4 slices of sandwich bread
4 Tbsp. cream cheese, softened
4 Tbsp. chocolate hazelnut spread
1 banana, sliced into rounds
6 Tbsp. brown sugar
1 egg, beaten
1/2 cup milk
1 Tbsp. rum
1/2 tsp. vanilla extract
a pinch of ground cinnamon
butter
confectioner's sugar, for garnish

1) Spread cream cheese on one side of each slice of bread. Spread chocolate hazelnut spread on top of cream cheese. Set aside.

2) In a small saucepan, toss banana slices with brown sugar. Heat mixture on medium heat until sugar melts. Place mixture on top of 2 of the sliced bread topped with chocolate/cream cheese spread. Place the other 2 slices on top of the banana, chocolate side down, to make a sandwich.

3) In a bowl, combine egg, milk, rum, vanilla extract and cinnamon. Dip each side of the sandwich in batter. Heat a sautee pan over medium heat and coat with a little butter. Cook sandwich like french toast, turning once. Top with confectioner's sugar.

Saturday, October 2, 2010

Spinach and Bacon Quiche



I've been wanting to make quiche for a while now ever since a quiche recipe popped up on my reader. I thought it looked so easy and I love quiche. So when I was at the supermarket yesterday, I figured I should buy all the ingredients I needed. Which isn't much. I had most of the ingredients at home already. I just needed the pie shell.

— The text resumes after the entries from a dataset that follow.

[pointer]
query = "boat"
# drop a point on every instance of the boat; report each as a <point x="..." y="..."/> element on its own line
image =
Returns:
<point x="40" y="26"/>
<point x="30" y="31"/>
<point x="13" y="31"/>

This recipe is from Paula Deen and I found it on the Food Network website. It received great reviews and looked really easy, so I wanted to give it a try. I modified the original recipe a bit, based on the reviews. Specifically, I decreased some of the ingredients because it looked like it would overflow from the pan. It came out so yummy. I can't believe how easy this recipe was.

1 1/2 cups shredded cheese
1 (9-inch) refrigerated pie crust

1) Preheat oven to 375 deg F.

2) Combine eggs, cream (or half & half), salt and pepper in a food processor or blender. Layer spinach, bacon, and cheese on the bottom of the pie crust. Pour egg mixture on top. Place crust on a large backing dish (to help catch the overflow while baking). Bake for 35-45 minutes until the egg is set.